Pendant leur formation, les étudiants bénéficient d’enseignements fondamentaux sur le développement durable dans toutes ses dimensions (humaines, environnementales, institutionnelles). Le master comprend également des enseignements pratiques, fondés sur une approche de projet.
Doublement des effectifs
En Suisse, les étudiants passent ainsi deux jours par semaine dans le laboratoire SDG Solution Space, inauguré tout récemment au cœur de la Genève internationale. Là, ils rencontrent des intervenants d’ONG et d’institutions internationales qui leur exposent des problématiques sur lesquelles on leur demande de travailler.

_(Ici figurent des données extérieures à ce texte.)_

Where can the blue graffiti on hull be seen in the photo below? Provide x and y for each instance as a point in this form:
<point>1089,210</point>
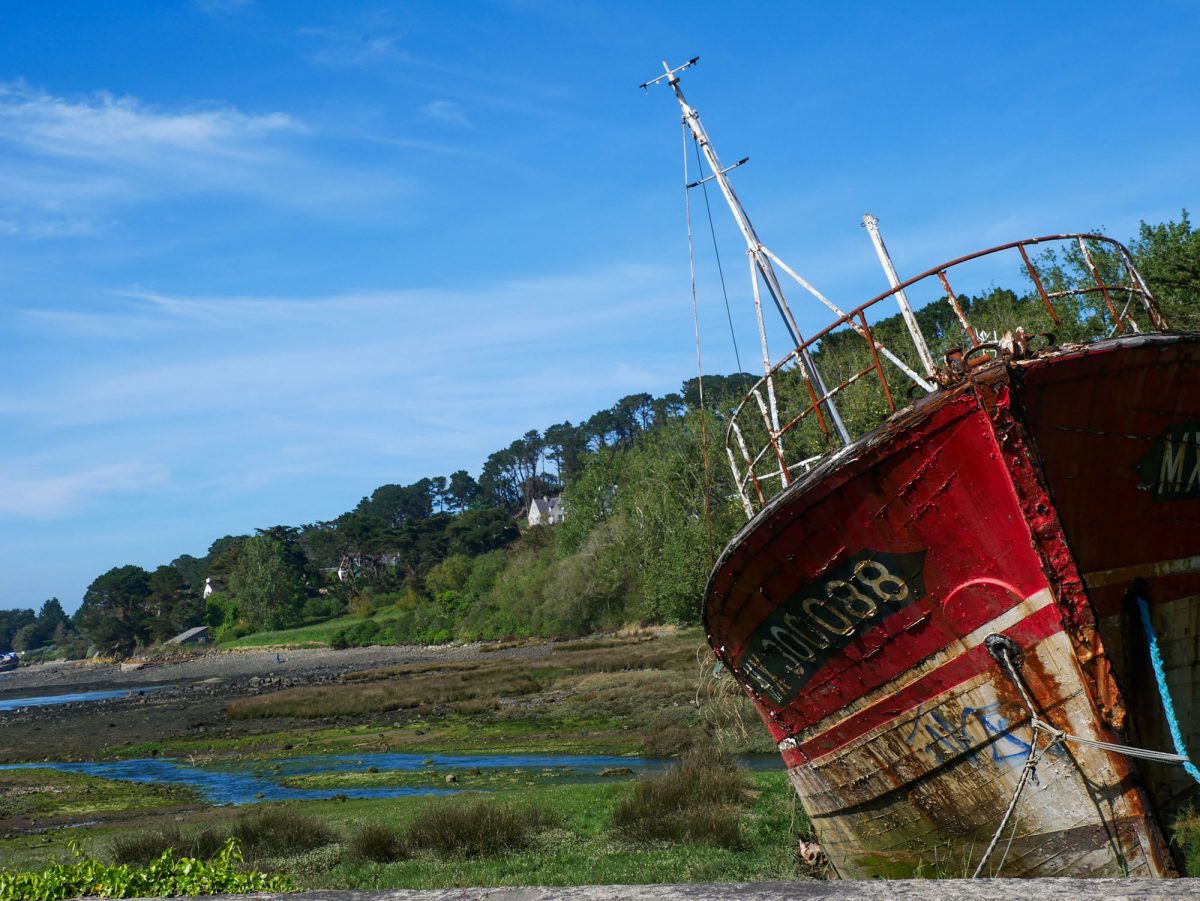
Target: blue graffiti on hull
<point>949,740</point>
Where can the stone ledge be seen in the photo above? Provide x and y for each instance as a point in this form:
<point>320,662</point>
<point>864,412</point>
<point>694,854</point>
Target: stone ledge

« Notre approche est originale : nous mettons à disposition des ONG une équipe d’étudiants dotés d’une solide formation, qui va réfléchir à leurs problématiques et tenter d’apporter des solutions concrètes. Les ONG jouent alors un rôle de mentor », précise François Grey. « Nous rencontrons chaque semaine des interlocuteurs très variés. Ici, nous sommes capables d’avoir une vision très large du développement durable », apprécie l’étudiante canadienne Samsam Mahmed, d’origine Somalienne, dont l’ambition personnelle est de travailler à l’élimination de la faim dans le monde (ODD numéro 2).
« Nous apportons tous notre pierre à l’édifice, c’est motivant et enrichissant. La perspective de passer du temps en Chine est également très intéressante », indique pour sa part le Franco-Suisse Emmanuel Kellner, titulaire d’un bachelor en ingénierie microtechnique de l’Ecole polytechnique fédérale de Lausanne. Concrètement, le programme comprend pour son lancement 24 étudiants à l’Unige et 14 étudiants à Tsinghua.
A l’issue de leur première année de master, les étudiants en Suisse se rendront en Chine et les étudiants en Chine viendront en Suisse. Un doublement des effectifs est prévu rapidement. « Nous n’allons pas forcément changer le monde radicalement avec notre master. Mais nous cherchons à avoir un impact sur le changement », disent les uns et les autres. A peine lancé, ce nouveau programme suscite en tout cas déjà l’intérêt d’autres universités, notamment en Afrique.